I have worked some numbers as my gut says that you are way off.

I found the following results given some crude assumptions which I will list later. Anyone interested in exploring this in more depth I will give them my spreadsheets and insights.

2000 player no rebuy structure.
1% chance of being at the same table for avg player
4% chance of being at the same table for advanced player (ROI 2.0)

1000 player no rebuy
2% chance of being at the same table at least once for avg player
9% chance of being at the same table for advanced player (ROI 2.0)

I estimate that these numbers are within 30% accurate.

some qualitative results are important. Obviously the chance of being at the same table increases tremendously as you go deeper with both accounts. Also the duration of the shared table is likely to go up in the later (more probable) portion of the tournament.

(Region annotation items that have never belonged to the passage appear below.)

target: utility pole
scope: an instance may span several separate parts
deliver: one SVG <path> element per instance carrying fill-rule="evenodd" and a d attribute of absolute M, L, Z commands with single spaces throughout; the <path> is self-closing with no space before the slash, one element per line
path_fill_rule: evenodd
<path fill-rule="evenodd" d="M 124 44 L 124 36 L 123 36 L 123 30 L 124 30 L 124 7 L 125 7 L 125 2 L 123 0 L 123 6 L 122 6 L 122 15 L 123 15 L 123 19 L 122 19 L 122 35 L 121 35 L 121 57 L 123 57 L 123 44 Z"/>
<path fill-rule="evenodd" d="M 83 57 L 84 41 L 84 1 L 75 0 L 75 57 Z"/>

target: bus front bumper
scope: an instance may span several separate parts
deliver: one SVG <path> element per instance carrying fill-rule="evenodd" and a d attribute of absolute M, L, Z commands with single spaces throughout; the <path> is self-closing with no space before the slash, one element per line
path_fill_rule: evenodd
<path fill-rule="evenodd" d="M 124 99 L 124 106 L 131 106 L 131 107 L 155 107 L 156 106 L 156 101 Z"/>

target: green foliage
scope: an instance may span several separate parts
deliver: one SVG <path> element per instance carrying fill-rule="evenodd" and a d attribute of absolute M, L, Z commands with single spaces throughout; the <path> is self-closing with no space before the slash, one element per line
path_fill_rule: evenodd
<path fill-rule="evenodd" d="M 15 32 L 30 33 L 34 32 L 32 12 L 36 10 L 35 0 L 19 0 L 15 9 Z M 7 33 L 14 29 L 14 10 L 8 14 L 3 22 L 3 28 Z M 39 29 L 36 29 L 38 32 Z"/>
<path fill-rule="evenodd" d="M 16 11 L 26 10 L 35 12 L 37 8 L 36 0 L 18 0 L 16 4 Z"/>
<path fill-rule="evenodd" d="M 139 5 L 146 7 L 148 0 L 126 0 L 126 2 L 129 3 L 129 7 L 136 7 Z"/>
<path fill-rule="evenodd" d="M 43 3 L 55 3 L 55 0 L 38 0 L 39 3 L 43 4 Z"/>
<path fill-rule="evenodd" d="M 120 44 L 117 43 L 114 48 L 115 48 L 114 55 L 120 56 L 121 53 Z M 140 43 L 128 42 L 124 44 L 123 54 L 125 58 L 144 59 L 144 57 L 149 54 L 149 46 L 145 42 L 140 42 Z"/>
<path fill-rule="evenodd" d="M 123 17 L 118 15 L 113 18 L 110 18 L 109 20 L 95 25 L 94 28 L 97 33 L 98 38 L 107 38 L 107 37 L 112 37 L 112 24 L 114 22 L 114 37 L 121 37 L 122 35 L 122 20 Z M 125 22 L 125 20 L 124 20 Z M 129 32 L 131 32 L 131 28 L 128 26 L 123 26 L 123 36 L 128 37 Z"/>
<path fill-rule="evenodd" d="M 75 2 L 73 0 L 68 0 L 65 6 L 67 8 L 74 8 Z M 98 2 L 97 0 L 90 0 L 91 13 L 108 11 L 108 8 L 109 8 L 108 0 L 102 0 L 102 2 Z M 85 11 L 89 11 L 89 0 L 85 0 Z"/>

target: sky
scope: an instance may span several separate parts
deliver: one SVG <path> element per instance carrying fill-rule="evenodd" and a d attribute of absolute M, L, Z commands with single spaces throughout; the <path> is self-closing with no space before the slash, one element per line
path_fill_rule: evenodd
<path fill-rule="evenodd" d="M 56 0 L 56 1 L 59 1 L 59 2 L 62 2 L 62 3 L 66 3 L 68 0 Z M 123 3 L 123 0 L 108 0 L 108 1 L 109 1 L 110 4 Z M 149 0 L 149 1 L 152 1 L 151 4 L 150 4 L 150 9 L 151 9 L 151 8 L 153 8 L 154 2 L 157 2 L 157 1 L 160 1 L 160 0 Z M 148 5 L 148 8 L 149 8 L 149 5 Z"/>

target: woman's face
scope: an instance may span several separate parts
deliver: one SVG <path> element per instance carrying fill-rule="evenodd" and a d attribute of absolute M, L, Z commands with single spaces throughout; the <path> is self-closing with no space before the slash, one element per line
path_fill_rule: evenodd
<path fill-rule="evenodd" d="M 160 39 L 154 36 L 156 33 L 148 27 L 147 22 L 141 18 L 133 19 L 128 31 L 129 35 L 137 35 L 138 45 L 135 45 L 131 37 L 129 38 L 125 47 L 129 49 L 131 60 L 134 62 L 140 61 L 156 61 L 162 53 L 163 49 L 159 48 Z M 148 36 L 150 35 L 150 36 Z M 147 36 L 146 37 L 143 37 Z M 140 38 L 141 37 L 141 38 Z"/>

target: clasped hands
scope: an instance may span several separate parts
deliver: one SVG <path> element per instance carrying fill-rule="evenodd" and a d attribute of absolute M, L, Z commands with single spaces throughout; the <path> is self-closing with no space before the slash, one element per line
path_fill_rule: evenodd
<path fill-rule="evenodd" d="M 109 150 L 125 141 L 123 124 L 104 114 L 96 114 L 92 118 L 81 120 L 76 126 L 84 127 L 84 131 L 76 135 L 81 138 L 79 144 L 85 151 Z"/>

The math for 3 accounts is too cumbersome, but should be
much more profitable.

Here are my assumptions:
It's a growth/decay f(x)= T*a^-x
~750 hands for a 2000 player/ ~650 hands for a 1000 player tourney
10 players per table
avg player has exactly survival probability of population (exp decay model (a=1.007)
adv player has double survival probability (a=1.038)


The model does not predict the number of hands that a player will be at the same table with himself
The model does not compensate for any advantage while a player is at the same table with himself.